Moreover, the quality of the water supplied by the aqueducts could vary. Some were known to supply excellent quality water while others were less well-maintained or prone to muddy water, especially after heavy rain. Many of the water pipes were made of lead exposing the population to lead poisoning. However, it must be noted that even though the lead carried by the water in the aqueducts was 100 times higher than what is acceptable today, it wasn’t enough to cause lead poisoning as lead pipes built limescale over time, reducing the risk of poisoning. The real cause of lead poisoning was the use of pots made of lead for cooking or of lead powder in place of modern sugar, as the Romans appreciated the taste of lead.
Portrait of Galen, Georg Paul Busch (1756) CC 4.0
Not all doctors went to medical school or received training from well-known doctors. Wealthy Romans had access to the best doctors in Rome, which often were part of their household staff. Those doctors were usually Greek. For example, Galenus was the personal physician of several emperors including Emperor Commodus (reign: 161 –192 AD). Average Romans had access to public doctors whose reputation and competency could vary greatly. In Ancient Rome, there was no regulatory board or official licensing for physicians, and doctors were often illiterate. Back then, everything was based on the doctor's reputation and healing rate. Some doctors did a pretty decent job and provided effective treatments. Good doctors coud go private and charge a price for their treatments. However, there were also many doctors that would claim healing powers and scam the needy. Unfortunately, it can be said that many Romans did not have access to good healthcare and often resorted to unproven remedies and prayer to cure themselves.
Roman medicine was quite elaborate and, just like today, contained many branches. The Romans even practiced surgery and used surgical intruments, which were surprisingly similar to the ones used today to include tweezers, forceps, scalpels and catheters.

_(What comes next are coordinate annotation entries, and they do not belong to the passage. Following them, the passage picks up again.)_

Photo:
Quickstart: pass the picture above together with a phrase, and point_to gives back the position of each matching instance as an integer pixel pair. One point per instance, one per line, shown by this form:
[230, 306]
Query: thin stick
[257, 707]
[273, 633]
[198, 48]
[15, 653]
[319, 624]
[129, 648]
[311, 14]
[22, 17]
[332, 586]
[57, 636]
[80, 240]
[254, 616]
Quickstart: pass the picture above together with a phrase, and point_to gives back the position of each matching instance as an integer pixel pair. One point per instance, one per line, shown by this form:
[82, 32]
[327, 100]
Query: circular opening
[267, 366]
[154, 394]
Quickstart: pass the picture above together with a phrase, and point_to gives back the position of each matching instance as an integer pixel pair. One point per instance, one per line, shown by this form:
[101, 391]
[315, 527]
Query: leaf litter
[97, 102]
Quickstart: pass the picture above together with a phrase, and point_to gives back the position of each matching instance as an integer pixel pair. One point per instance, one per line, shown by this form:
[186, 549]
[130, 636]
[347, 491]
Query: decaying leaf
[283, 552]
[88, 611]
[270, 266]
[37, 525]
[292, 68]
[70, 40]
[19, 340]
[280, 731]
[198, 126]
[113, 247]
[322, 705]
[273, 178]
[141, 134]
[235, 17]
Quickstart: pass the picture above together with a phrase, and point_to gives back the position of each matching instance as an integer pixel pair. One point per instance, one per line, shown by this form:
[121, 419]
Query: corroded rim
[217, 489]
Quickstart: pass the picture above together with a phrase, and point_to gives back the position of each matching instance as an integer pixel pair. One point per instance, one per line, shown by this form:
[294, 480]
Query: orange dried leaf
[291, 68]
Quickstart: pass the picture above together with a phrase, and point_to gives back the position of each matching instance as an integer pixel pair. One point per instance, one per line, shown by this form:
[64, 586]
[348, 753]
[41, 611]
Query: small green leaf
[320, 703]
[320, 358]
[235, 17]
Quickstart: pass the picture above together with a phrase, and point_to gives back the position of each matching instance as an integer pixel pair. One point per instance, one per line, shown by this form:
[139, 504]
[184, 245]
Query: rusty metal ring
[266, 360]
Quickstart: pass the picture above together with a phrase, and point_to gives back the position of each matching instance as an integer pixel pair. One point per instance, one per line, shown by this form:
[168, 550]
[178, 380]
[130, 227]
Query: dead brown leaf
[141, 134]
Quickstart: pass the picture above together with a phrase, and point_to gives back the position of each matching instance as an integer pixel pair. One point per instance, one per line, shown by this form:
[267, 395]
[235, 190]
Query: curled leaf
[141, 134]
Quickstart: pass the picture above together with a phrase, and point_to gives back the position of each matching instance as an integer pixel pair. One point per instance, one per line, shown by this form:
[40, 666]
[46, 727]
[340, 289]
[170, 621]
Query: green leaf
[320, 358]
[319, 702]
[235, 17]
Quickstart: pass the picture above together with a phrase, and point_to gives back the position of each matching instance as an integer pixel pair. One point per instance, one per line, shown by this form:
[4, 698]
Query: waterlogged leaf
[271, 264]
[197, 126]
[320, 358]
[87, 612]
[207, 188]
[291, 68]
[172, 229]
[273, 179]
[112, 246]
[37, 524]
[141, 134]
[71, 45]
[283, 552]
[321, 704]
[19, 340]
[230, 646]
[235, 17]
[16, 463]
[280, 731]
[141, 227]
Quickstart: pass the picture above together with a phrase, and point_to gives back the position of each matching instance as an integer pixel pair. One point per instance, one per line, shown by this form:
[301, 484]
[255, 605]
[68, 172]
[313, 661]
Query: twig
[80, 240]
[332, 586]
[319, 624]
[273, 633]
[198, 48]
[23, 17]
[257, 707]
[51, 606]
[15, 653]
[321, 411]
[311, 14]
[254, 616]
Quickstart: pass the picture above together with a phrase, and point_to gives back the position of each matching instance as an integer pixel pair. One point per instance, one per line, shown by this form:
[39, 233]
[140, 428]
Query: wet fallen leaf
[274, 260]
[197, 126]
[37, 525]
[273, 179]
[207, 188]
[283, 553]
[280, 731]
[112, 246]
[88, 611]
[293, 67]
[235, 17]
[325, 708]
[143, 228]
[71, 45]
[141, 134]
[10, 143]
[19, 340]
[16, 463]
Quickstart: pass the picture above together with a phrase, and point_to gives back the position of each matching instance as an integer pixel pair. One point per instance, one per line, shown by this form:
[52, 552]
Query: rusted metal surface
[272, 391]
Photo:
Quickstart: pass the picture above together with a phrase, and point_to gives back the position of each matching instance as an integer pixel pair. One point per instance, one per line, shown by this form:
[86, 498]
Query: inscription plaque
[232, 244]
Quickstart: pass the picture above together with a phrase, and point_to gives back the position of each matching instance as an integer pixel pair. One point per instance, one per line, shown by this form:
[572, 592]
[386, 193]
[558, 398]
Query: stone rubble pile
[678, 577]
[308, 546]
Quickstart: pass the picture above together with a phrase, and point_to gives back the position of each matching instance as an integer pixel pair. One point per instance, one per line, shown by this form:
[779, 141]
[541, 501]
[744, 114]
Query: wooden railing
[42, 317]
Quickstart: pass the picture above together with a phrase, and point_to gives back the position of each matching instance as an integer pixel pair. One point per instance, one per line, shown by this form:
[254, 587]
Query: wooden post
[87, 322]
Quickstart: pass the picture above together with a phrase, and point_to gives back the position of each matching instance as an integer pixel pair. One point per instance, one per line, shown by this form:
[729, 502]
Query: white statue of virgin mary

The Romans did not have hospitals through and surgery would be practiced at the doctor's office or even at home. The only hospitals were military hospitals called valetudinarian where permanent physicians would be present and where surgery was extensively practiced. The Romans understood that being able to care for the wounded gave them an advantage on the battlefield. Just like today, military hospitals often provided the most advanced medical treatments and were the places where medical advances were made.
As we previously mentioned, Roman medicine was based on the concept of humors or the treatment of imbalances in bodily fluids by applying specific herbal remedies. For example, gentiana, named after the Illyrian king Gentius, who discovered the tonic properties of the plant, was used to treat fever, digestive problems, ulcers, poisonous bites, parasitic worms, and even malaria. Autumn crocus, which contains colchicine and morphine, was used to treat gout (podagra) and a number of other diseases. Chamomile was used to decrease heat and lower excessive bile. Aloe, still extensively used today, was used to heal wounds and to treat alopecia. The Romans had no knowledge of microbes or viruses but knew about contagion and understood the importance of sanitation to curb the spread of diseases. During the various plagues, they even practiced quarantine and restricted travel to and from certain regions. For example, during the Plague of Justinian, a law was enacted that banned or isolated people from plague-infested regions.